JAKARTA-Presiden Joko Widodo (Jokowi) mengemukakan, gejolak ekonomi dunia seperti perang dagang antara Tiongkok dan Amerika Serikat bisa menjadi tantangan tapi sekaligus bisa menjadi peluang Indonesia untuk meningkatkan ekspor, termasuk produk tekstil, serat sintetis, dan benang filamen.

“Apalagi industri tekstil dan pakaian jadi menjadi industri dengan pertumbuhan tertinggi di Triwulan II 2019 tahun ini, yaitu sebesar 20,71 persen. Ini adalah pertumbuhan yang yang sangat tinggi, dan masuk lima besar sebagai industri dengan kontribusi tertinggi terhadap PDB di Triwulan II 2019 yaitu 1,30 persen,” kata Presiden Jokowi saat menerima Pengurus dan Anggota Asosiasi Pertekstilan Indonesia (API) dan Asosiasi Produsen Serat Sintetis dan Benang Filamen Indonesia (APSyFI), di Istana Merdeka, Jakarta, Senin (16/9) siang.

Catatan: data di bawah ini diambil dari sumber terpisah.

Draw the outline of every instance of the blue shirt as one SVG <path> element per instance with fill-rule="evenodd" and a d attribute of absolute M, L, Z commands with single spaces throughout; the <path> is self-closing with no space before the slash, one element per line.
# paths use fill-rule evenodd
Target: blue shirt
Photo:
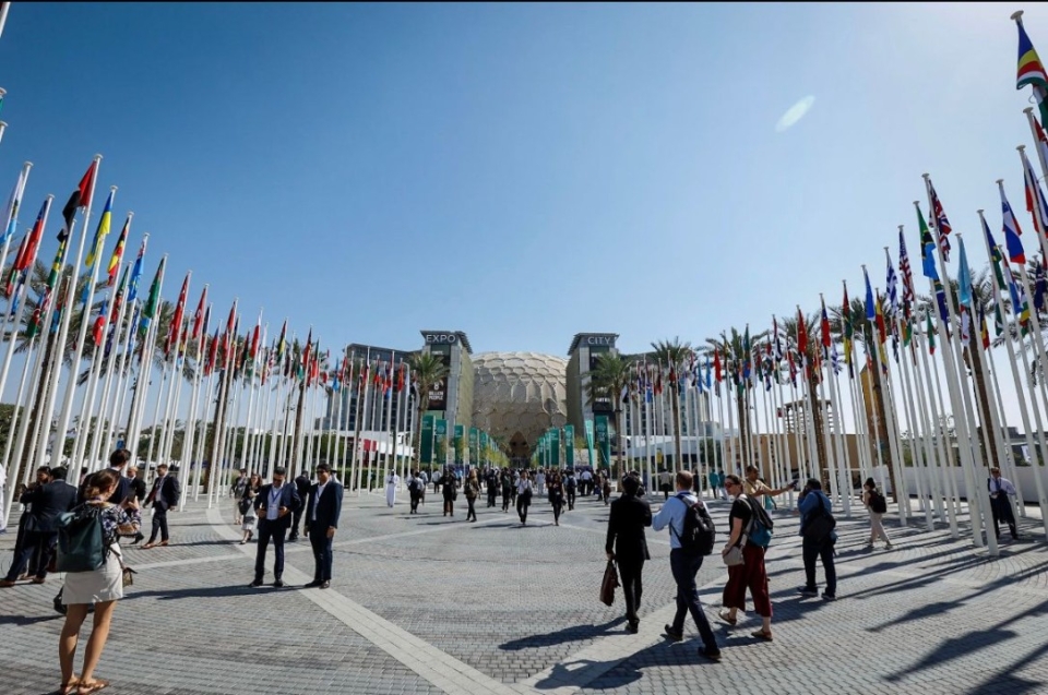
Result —
<path fill-rule="evenodd" d="M 684 532 L 684 513 L 694 504 L 699 498 L 690 492 L 677 492 L 674 498 L 676 502 L 666 501 L 663 508 L 658 511 L 655 518 L 652 519 L 652 528 L 660 531 L 669 526 L 669 547 L 680 548 L 680 536 Z"/>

Namun, lanjut Presiden, pertumbuhan pangsa pasar tekstil dan produk tekstil Indonesia di pasar global cenderung stagnan, yaitu di sekitar 1,6 persen.

Ia juga menambahkan bahwa posisi Indonesia tertinggal jauh misalnya kalau dibandingkan dengan China itu 31,8 persen dan dua pesaing utama, yaitu Vietnam 4,59 persen dan Bangladesh 4,72 persen di tahun 2018.

Presiden mensinyalir, rendahnya pertumbuhan ekspor tekstil dan produk tekstil Indonesia itu karena tingginya biaya produksi lokal, fasilitas dan kebijakan dagang yang berpihak pada impor, dan kurangnya perencanaan jangka panjang yang berdampak pada minimnya investasi.

Untuk itu, Presiden meminta masukan masukan baik dari API maupun APSyFI mengenai apa yang bisa dikerjakan bersama-sama.

“Saya ingin tahu betul apa yang diinginkan oleh pelaku usaha, saya kira jangan banyak-banyak usulannya, tiga pokok saja tapi kita rumuskan, kita putuskan, kemudian pemerintah akan lakukan kebijakannya sehingga betul-betul bermanfaat bagi Bapak-Ibu semuanya,” kata Presiden Jokowi.

Presiden berharap gejolak ekonomi dunia itu justru menjadi peluang bagi Indonesia untuk memperbaiki hal-hal yang masih perlu diperbaiki.

“Sehingga kesempatan ini harus digunakan agar terjadi titik balik bagi industrialisasi yang ada di negara kita,” pungkasnya.